Class AddPairsResult


  • public final class AddPairsResult
    extends java.lang.Object
    Contains sets of pairs that were added to each dataset, and collections of pairs that were not added to the project for various reasons. Objects of this class are returned from methods that add useful pairs from a given list. Pairs identified as useful are added to one of the datasets that are used for training. The pairs that are not currently useful are added to Reserve dataset up to its size limit, the rest of them are added to the overflow set in this class. Pairs that are already found in the project are stored here in separate lists for cases when: the labels match, are opposite, or the pair in the project has no boolean label. Any duplicate pairs in the given list that are not in the project are stored in the duplicates list.
    • Constructor Detail

      • AddPairsResult

        public AddPairsResult()
        Creates object with empty collections of pairs.
    • Method Detail

      • toString

        public java.lang.String toString()
        Overrides:
        toString in class java.lang.Object
      • addToUsedDataset

        public DataPartition addToUsedDataset​(RecPair recPair,
                                              ModelSettings msDest,
                                              DataPartition sourcePartition,
                                              java.lang.String fileName,
                                              java.util.Date fileLastModified)
        Adds or moves the record pair to a dataset used for training in msDest. Remembers the added pair in this object.
        Parameters:
        msDest - - the model settings where new pairs will be added to
        sourcePartition - - if not null, the pair is removed from this (Reserve) partition before adding it to the Training or Validation dataset.
        fileName - - the source file that the pair is taken from. Not null.
        fileLastModified - - the last modified date of the pair source file.
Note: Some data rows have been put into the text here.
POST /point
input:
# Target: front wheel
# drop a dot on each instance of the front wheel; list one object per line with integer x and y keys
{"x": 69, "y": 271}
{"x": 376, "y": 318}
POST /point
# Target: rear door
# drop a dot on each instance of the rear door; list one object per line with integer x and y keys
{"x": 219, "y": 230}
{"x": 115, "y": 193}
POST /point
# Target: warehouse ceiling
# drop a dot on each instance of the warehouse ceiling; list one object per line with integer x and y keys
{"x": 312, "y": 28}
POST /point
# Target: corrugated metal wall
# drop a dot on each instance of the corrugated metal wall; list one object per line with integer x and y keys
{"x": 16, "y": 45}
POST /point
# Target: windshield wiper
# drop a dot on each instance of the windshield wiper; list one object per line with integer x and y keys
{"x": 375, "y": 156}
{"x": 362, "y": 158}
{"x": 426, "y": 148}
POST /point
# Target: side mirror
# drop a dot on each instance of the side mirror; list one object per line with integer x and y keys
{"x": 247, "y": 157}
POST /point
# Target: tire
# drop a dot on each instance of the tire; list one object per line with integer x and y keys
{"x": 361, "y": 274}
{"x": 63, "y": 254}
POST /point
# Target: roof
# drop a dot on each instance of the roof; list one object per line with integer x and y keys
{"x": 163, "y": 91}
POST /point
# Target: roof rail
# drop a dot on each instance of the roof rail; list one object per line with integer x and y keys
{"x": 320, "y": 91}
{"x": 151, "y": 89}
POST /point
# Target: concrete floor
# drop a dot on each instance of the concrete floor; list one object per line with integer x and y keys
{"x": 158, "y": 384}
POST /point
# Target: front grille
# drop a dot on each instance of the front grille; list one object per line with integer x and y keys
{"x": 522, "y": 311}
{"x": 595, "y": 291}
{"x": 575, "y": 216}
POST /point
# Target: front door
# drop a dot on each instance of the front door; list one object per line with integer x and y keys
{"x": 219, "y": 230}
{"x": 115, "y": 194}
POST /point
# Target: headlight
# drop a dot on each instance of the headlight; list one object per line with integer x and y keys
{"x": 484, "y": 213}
Not null.
        Returns:
        the dataset to which the record pair was added.
        Throws:
        java.lang.IllegalArgumentException - if sourcePartion is not null or Reserve, or if given record pair is not found in sourcePartition, or if rec pair with same keys has already been added to a used dataset, or if the record pair contains incorrect number of fields or feature values.
        java.lang.IllegalStateException - if key field or field definitions are not assigned.
      • addToReserveOrOverflow

        public void addToReserveOrOverflow​(java.util.List<RecPair> recPairs,
                                           ModelSettings msDest,
                                           int maxReserveSize,
                                           java.lang.String fileName,
                                           java.util.Date fileLastModified)
        Adds given pairs to the Reserve dataset, or to the overflow list if the size of the Reserve dataset exceeds the maximum.
        Parameters:
        recPairs - - the pairs to be added to Reserve or overflow.
        msDest - - the model settings where new pairs will be added to
        maxReserveSize - - the maximum number of pairs that can be stored to the Reserve dataset. If sourcePartition is null, pairs that are deemed not useful are added to the Reserve dataset up to this limit. If 0, no pairs are added. If -1, an unlimited number of pairs are added.
        fileName - - the source file that the pair is taken from. Not null.
        fileLastModified - - the last modified date of the pair source file. Not null.
      • addRecPair

        public void addRecPair​(RecPair recPair,
                               DataPartition partition)
        Remembers the pair that was added to the given partition.
      • addToOverflow

        public void addToOverflow​(RecPair recPair)
        Remembers the pair that did not fit within the max size of the Reserve dataset.
      • getNAdded

        public int getNAdded​(DataPartition partition)
        Returns:
        the number of pairs that were added to the specified dataset.
      • getNUseful

        public int getNUseful()
        Returns:
        the number of pairs that were added to the datasets used in training.
      • getNInProject

        public int getNInProject()
        Returns:
        the number of pairs in the given list that are already in project.
      • getNNotUseful

        public int getNNotUseful()
        Gets the number of pairs added to Reserve dataset and to the overflow list.
        Returns:
        the number of unique pairs that were not in the project (in any dataset) and were not added to any dataset used in training. If a list of pairs to be added contains duplicates of the same pair (same ID) and one of them was added to the project, then the remaining duplicates are not included in this number of pairs.
      • getAdded

        public java.util.Set<RecPair> getAdded​(DataPartition partition)
        Returns:
        the pairs added to the given dataset
      • getInProjectNoLabel

        public java.util.List<RecPair> getInProjectNoLabel()
        Returns:
        the pairs that are already in project, but with Unsure or null label
      • getInProjectSameLabel

        public java.util.List<RecPair> getInProjectSameLabel()
        Returns:
        the pairs that are already in project with the same label
      • getInProjectOppositeLabel

        public java.util.List<RecPair> getInProjectOppositeLabel()
        Returns:
        the pairs that are already in project, but with an opposite label
      • getDuplicates

        public java.util.List<RecPair> getDuplicates()
        Returns:
        the duplicate pairs in the given list. These pairs are not in the project.
      • getOverflow

        public java.util.Set<RecPair> getOverflow()
        Returns:
        the pairs that were not added to project because they did not fit into the Reserve dataset (due to its size limit).
      • getUseful

        public java.util.Set<RecPair> getUseful()
        Returns:
        unique pairs that were added to the datasets used in training.
      • getNotUseful

        public java.util.Set<RecPair> getNotUseful()
        Returns:
        the unique pairs that were not in the project (in any dataset) and were not added to any dataset used in training. If a list of pairs to be added contains duplicates of the same pair (same ID) and one of them was added to the project, then the remaining duplicates are not included in the returned set.